Epigoni
Epic Cycle (᾽Επικὸς κύκλος): set of twelve archaic epic poems, known to every educated Greek. The best-known were Homer's Iliad and Odyssey, which are also the only epics that have survived.
Summary
The Epigoni is the fourth epic of the Epic Cycle; it is attributed to Homer. The story is about the sons of the seven warriors who, in the Thebais, unsuccessfully besieged Thebes. The Epigones capture the city and destroy it.
Fragments
1. Contest of Homer and Hesiod, 324:
Next (Homer composed) the Epigoni in seven thousand verses, beginning, "And now, Muses, let us begin to sing of younger men."
2. Photius, Lexicon, "Teumesia":
Teumesia. Those who have written on Theban affairs have given a full account of the Teumesian fox. They relate that the creature was sent by the gods to punish the descendants of Cadmus, and that the Thebans therefore excluded those of the house of Cadmus from the kingship. But (he says) a certain Cephalus, the son of Deïon, an Athenian, who owned a hound which no beast ever escaped, had accidentally killed his wife Procris, and being purified of the homicide by the Cadmeans, hunted the fox with his hound, and when they had overtaken it both hound and fox were turned into stones near Teumessus. These writers have taken the story from the Epic Cycle.
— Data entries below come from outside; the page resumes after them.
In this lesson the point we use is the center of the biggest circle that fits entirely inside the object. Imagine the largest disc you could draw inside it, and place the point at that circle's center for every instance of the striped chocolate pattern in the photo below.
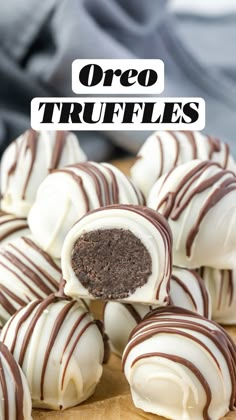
(185, 196)
(163, 151)
(26, 273)
(76, 189)
(188, 343)
(187, 290)
(222, 288)
(14, 391)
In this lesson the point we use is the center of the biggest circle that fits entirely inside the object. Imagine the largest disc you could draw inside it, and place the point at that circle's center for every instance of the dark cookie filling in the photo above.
(111, 263)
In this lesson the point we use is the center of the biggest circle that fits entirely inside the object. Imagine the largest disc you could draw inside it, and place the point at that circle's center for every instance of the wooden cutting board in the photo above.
(111, 400)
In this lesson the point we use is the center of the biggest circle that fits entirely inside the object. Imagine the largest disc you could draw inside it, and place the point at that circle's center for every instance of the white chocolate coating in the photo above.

3. Scholiast on Apollonius, Argonautica, 1.308:
The authors of the Thebaïs say that Manto the daughter of Teiresias was sent to Delphi by the Epigoni as a first fruit of their spoil, and that in accordance with an oracle of Apollo she went out and met Rhaecius, the son of Lebes, a Mycenaean by race. This man she married - for the oracle also contained the command that she should marry whomsoever she might meet - and coming to Colophon, was there much cast down and wept over the destruction of her country.
Note
The translation of the fragments was made by Hugh G. Evelyn-White, and was copied from LacusCurtius.